Big Data is on everyone’s mind these days. Creating an analytical environment involving Big Data technologies is exciting and complex. New technology, new ways of looking at the data which is otherwise remained dark or not available. The exciting part of implementing the Big Data solution is to make it a production ready solution.
Once the enterprise comes to rely on the solution, dealing with typical production issues is a must. Expanding the data lakes and creating multiple applications accessing, changing and deploying new statistical learning solutions can hit the overall platform performance. In the end-user experience and trust will become an issue if the environment is not managed properly. Models which used to run in minutes may turn into hours and days based on the data changes and algorithm changes deployed.

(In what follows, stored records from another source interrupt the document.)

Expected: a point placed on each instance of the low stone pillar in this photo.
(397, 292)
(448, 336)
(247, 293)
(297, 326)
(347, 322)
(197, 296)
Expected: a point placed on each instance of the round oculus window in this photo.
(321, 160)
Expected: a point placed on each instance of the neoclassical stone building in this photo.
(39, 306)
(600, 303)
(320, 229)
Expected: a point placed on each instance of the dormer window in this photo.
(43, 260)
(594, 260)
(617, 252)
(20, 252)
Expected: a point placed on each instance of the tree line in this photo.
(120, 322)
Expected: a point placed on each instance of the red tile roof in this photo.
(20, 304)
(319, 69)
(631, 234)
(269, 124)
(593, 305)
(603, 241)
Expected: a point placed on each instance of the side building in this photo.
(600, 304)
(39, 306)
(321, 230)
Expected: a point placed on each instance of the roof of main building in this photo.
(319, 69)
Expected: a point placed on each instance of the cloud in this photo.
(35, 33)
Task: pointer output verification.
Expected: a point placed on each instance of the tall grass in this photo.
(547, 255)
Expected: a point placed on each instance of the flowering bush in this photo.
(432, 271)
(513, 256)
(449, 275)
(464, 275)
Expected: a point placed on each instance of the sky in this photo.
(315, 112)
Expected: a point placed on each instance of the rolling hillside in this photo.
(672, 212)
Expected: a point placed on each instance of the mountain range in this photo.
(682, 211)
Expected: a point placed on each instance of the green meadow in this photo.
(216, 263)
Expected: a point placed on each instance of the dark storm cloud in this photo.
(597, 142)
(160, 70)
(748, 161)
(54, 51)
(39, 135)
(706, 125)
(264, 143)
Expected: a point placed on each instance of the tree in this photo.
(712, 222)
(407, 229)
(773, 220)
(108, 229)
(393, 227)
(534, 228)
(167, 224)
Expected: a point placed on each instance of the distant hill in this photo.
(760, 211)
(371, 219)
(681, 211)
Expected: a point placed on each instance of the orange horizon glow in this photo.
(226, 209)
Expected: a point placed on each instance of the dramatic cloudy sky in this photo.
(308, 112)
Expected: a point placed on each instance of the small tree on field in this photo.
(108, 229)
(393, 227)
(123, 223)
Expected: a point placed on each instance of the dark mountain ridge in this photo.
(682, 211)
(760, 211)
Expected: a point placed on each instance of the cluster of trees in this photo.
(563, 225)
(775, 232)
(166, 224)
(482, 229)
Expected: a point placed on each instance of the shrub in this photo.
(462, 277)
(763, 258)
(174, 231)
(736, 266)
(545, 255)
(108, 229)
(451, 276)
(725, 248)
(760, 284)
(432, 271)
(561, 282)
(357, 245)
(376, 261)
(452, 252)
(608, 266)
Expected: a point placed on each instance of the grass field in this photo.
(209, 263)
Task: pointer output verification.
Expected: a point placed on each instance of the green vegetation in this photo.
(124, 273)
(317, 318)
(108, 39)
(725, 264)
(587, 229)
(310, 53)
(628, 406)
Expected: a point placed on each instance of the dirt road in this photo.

Having the right DevOps process framework is important to the success of Big Data solutions.
In many organizations the Data Scientist reports to the business and not to IT. Knowing the business and technological requirements and setting up the DevOps process is key to make the solutions production ready.
Key DevOps Measures for Big Data environment:
- Data acquisition performance (ingestion to creating a useful data set)
- Model execution performance (Analytics creation)
- Modeling platform / Tool performance
- Software change impacts (upgrades and patches)
- Development to Production – Deployment Performance (Application changes)
- Service SLA Performance (incidents, outages)
- Security robustness / compliance
One of the top key issue is Big Data security. How secured is the data and who has the access and the oversight of the data? Putting together a governance framework to manage the data is vital for the overall health and compliance of the Big Data solutions. Big Data is just getting the traction and much of best practices for Big Data DevOps scenarios yet to mature.